This spin is outrageous, and it's our job to push back.

From where I stand it's very simple: Big Oil and Dirty Coal spent a fortune to swing this election, and last night they got exactly what they paid for.

If you remember nothing else about Election 2010, remember this: Big Oil and Dirty Coal have spent $70 million on energy-related attack ads this election cycle and put $20 million directly into the pockets of their allies running for Congress. That's on top of the $500 million they've already spent on lobbying in the past two years.

Now that they've bought themselves a new Congress more to their liking, big polluters will try to spin this election as an endorsement of dirty energy. But they can't change the fact that the American people overwhelmingly support policies that cut climate pollution and create new jobs in a clean energy economy.

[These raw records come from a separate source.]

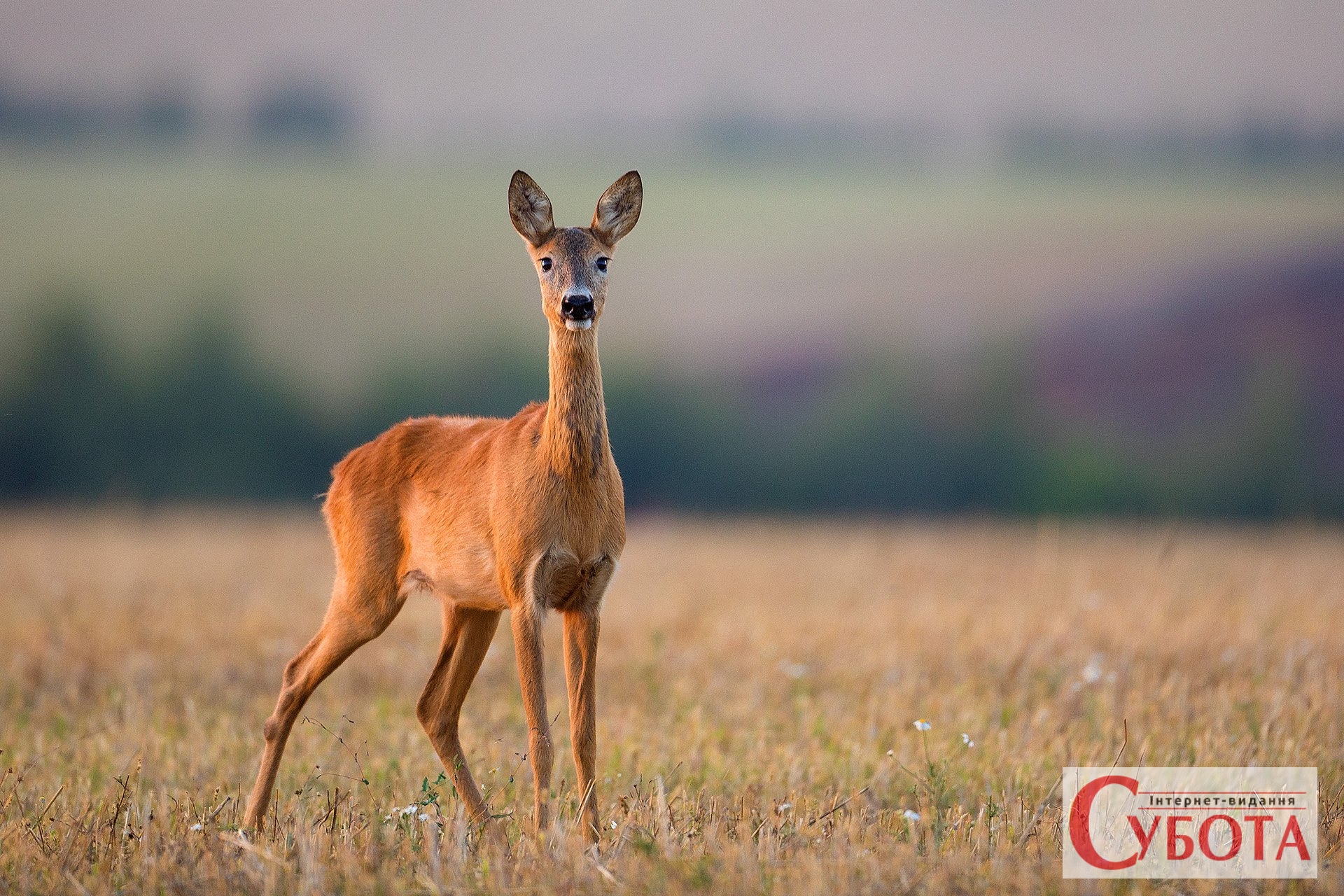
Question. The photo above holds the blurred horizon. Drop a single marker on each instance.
(894, 257)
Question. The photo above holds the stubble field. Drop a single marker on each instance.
(758, 684)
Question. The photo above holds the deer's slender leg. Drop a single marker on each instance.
(527, 647)
(354, 618)
(581, 631)
(467, 637)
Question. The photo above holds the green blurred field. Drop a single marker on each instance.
(758, 684)
(340, 267)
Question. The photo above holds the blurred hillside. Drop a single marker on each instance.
(1222, 399)
(894, 257)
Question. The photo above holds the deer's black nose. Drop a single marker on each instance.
(577, 307)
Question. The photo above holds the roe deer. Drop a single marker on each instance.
(524, 514)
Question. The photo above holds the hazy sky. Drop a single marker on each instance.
(422, 70)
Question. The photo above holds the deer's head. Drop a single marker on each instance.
(571, 262)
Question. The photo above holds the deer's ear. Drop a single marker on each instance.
(619, 209)
(530, 210)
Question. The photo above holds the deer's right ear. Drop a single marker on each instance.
(530, 210)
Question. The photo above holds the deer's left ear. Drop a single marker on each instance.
(619, 209)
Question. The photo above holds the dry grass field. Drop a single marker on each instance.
(758, 687)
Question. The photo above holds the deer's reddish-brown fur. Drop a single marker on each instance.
(524, 514)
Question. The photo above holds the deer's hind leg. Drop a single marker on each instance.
(467, 638)
(358, 613)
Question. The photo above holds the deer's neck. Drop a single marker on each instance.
(574, 440)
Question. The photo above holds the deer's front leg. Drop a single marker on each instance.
(581, 631)
(527, 647)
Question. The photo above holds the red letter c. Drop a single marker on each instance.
(1079, 821)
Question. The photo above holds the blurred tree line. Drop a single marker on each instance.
(204, 421)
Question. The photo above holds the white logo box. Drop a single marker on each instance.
(1190, 822)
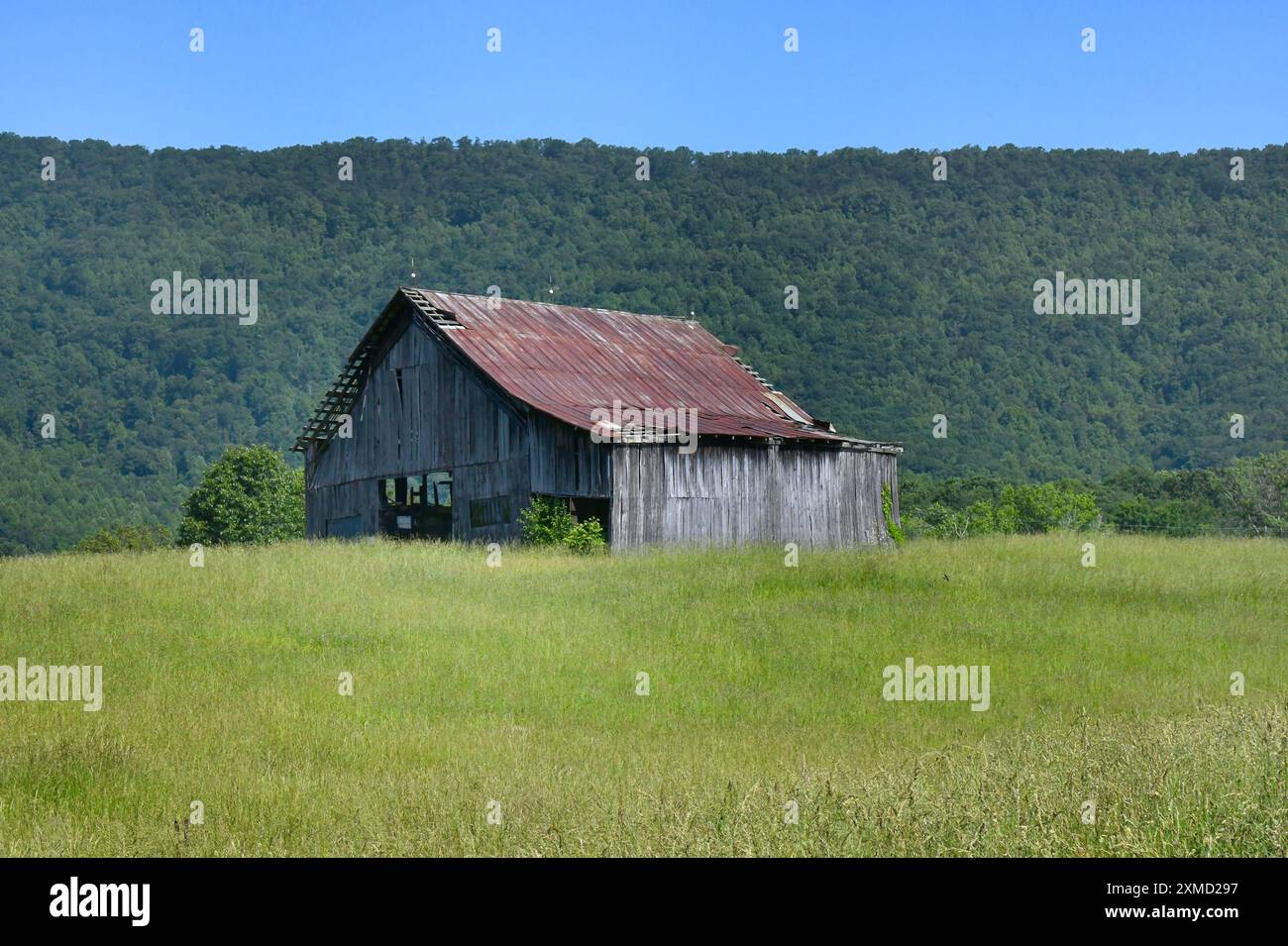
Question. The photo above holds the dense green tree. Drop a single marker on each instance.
(249, 494)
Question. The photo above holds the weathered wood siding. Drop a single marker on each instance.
(446, 417)
(734, 494)
(567, 463)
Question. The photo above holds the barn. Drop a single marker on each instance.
(454, 411)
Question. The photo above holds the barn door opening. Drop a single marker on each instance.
(416, 506)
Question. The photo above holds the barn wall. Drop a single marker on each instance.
(446, 417)
(566, 461)
(734, 494)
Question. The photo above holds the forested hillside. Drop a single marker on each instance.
(915, 295)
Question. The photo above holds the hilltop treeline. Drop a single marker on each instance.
(1249, 497)
(915, 295)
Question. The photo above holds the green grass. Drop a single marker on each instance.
(518, 683)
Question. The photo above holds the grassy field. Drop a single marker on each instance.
(518, 684)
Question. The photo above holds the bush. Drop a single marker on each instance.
(250, 494)
(587, 538)
(549, 523)
(545, 521)
(1046, 506)
(1256, 493)
(888, 511)
(127, 538)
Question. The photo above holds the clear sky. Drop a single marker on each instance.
(1167, 75)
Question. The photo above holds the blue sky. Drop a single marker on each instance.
(712, 76)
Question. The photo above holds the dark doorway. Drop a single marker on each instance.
(416, 506)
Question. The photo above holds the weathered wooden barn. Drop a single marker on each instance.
(455, 411)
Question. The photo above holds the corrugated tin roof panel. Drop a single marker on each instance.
(568, 362)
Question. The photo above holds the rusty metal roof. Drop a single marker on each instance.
(570, 362)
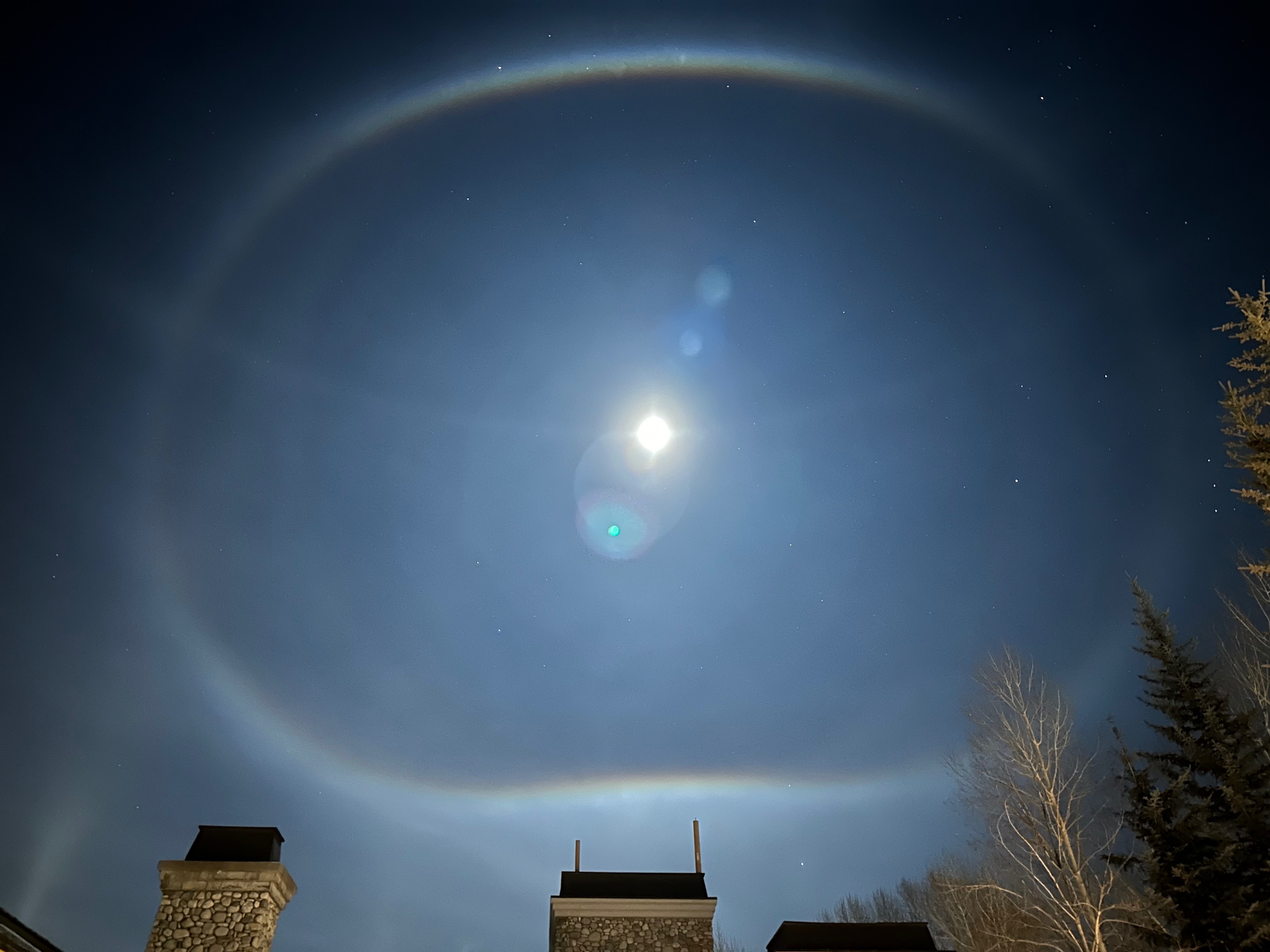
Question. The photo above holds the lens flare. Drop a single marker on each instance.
(616, 525)
(653, 434)
(628, 498)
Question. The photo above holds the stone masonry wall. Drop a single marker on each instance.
(215, 922)
(593, 933)
(213, 907)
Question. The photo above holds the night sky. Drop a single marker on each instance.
(327, 333)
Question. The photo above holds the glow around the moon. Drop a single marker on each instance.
(653, 434)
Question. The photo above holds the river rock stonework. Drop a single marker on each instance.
(219, 907)
(578, 933)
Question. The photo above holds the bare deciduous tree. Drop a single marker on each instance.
(1048, 827)
(1246, 653)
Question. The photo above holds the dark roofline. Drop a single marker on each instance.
(841, 937)
(624, 885)
(25, 933)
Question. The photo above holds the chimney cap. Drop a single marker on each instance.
(237, 845)
(608, 885)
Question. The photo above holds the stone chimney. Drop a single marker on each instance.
(225, 895)
(614, 912)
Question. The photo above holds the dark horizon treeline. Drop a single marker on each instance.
(1126, 850)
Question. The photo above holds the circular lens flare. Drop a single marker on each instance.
(653, 434)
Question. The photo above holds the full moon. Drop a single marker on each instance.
(653, 434)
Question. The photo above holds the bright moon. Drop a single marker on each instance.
(653, 434)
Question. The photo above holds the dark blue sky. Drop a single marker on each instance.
(293, 474)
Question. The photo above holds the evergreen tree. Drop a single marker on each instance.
(1201, 809)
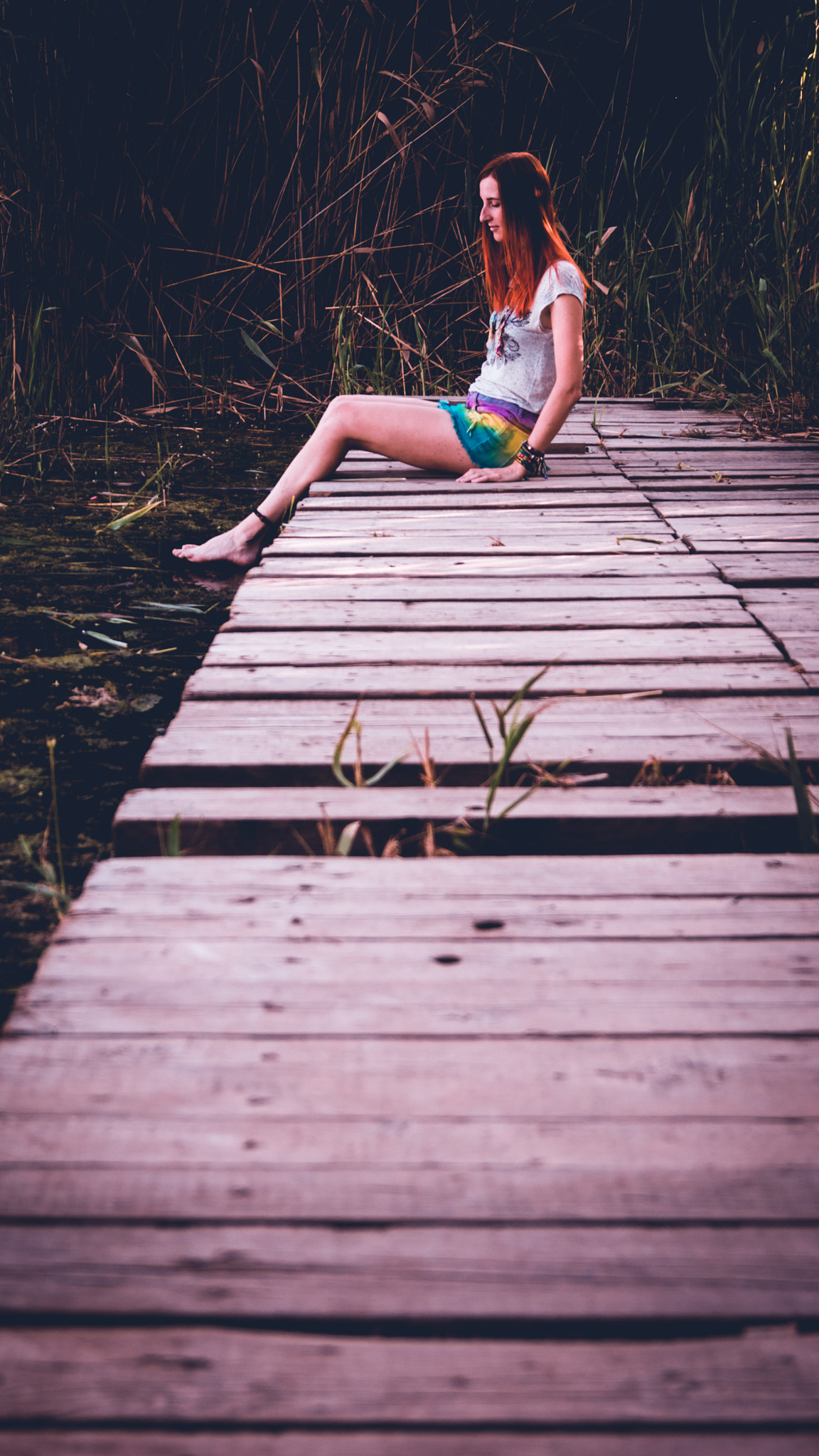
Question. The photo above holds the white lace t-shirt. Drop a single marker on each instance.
(520, 355)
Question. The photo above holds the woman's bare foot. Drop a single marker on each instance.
(241, 545)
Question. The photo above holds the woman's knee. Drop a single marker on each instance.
(343, 417)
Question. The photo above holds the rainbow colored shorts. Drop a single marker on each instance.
(490, 440)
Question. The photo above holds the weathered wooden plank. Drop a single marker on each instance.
(798, 597)
(525, 1171)
(404, 1273)
(803, 648)
(663, 487)
(786, 619)
(400, 1443)
(751, 568)
(552, 921)
(573, 564)
(532, 496)
(255, 1079)
(251, 612)
(752, 507)
(648, 875)
(430, 682)
(703, 583)
(426, 989)
(755, 532)
(691, 446)
(318, 518)
(588, 542)
(252, 643)
(248, 1378)
(269, 739)
(244, 822)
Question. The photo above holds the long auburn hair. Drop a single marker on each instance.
(531, 237)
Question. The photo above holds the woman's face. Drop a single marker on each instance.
(491, 211)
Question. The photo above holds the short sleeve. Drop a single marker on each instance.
(562, 277)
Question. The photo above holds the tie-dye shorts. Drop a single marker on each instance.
(487, 437)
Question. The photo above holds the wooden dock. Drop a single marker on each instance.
(505, 1154)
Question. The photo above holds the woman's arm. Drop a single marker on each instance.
(567, 329)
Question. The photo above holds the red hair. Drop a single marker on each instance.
(531, 237)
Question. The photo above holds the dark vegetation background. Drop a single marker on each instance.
(244, 207)
(215, 215)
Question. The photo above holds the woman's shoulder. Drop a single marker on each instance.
(560, 277)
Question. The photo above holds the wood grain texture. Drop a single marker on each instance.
(401, 1443)
(695, 579)
(194, 1376)
(583, 644)
(424, 682)
(283, 1088)
(419, 1273)
(616, 561)
(382, 1169)
(519, 1079)
(251, 612)
(226, 742)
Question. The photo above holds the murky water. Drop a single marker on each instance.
(100, 631)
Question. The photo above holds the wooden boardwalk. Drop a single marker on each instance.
(502, 1155)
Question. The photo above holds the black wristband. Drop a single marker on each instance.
(532, 461)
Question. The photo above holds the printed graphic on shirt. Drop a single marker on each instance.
(500, 347)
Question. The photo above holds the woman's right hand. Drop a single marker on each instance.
(478, 475)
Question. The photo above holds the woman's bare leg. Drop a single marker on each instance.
(405, 430)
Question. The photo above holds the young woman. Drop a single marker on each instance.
(530, 380)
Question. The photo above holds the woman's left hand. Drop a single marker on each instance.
(508, 472)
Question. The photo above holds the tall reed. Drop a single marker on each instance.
(254, 207)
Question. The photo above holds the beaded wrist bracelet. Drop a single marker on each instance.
(532, 461)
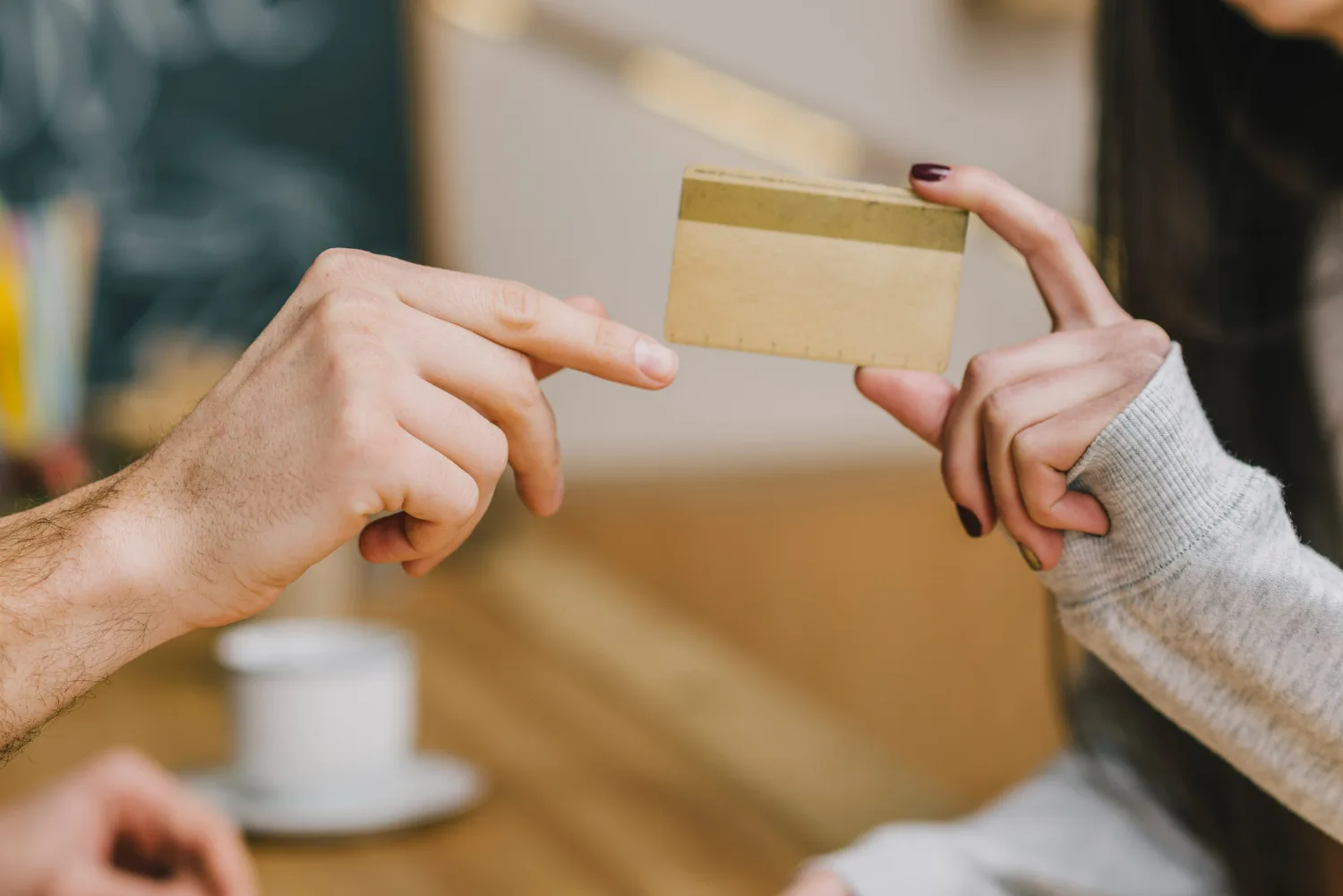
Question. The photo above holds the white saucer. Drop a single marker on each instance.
(429, 789)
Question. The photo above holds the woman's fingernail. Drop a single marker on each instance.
(1029, 557)
(974, 528)
(929, 172)
(655, 360)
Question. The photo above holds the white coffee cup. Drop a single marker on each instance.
(319, 704)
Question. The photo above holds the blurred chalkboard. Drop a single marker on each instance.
(225, 141)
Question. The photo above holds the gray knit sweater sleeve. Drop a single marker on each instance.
(1203, 600)
(1206, 602)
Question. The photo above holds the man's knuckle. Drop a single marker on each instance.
(983, 370)
(518, 306)
(610, 337)
(999, 408)
(521, 391)
(340, 263)
(496, 453)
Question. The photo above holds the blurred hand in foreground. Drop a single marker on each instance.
(120, 826)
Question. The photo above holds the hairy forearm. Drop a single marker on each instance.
(78, 598)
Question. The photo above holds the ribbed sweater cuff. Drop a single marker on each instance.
(1165, 482)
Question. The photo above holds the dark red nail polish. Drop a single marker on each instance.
(929, 172)
(967, 519)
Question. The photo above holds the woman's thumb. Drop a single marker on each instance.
(919, 399)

They can't spin away the strength of the climate movement, either. The 10/10/10 Global Work Parties showed just how big and vibrant the climate movement really is, while the defeat of Prop 23 in California showed how this movement can lead voters to vote their hopes, not their fears.

The battle for what will become the "conventional wisdom" in the press about yesterday's election is on-- and we can't allow Big Oil and Dirty Coal to spin this election as a legitimate victory for them. That's why we're asking all our supporters to write their local newspapers and tell them how big polluters bought this election -- and that it can't happen again.

Now that the election is behind us, many of us in the climate movement will focus much of our energy on pushing the Obama Administration and Congress to use the Clean Air Act to cut global warming pollution and jump start investments in clean energy. We will also push the Administration to support strong climate financing at the upcoming United Nations climate talks in Cancún.

I know that a Congress with so many more climate deniers and tools of dirty polluters is discouraging, but now is not the time for anyone in the climate movement to give up. I personally remember the dark days after the 1994 election, and how we banded together to defend the health of our environment and communities from dirty polluters and their friends in Congress. If we could do it then, we can certainly do it again by joining forces and fighting as hard as we possibly can.

Climate change is escalating even as we keep falling behind much of the world in the race to build clean energy economies. As a movement, we have no choice but to keep fighting. And that's exactly what we're going to do.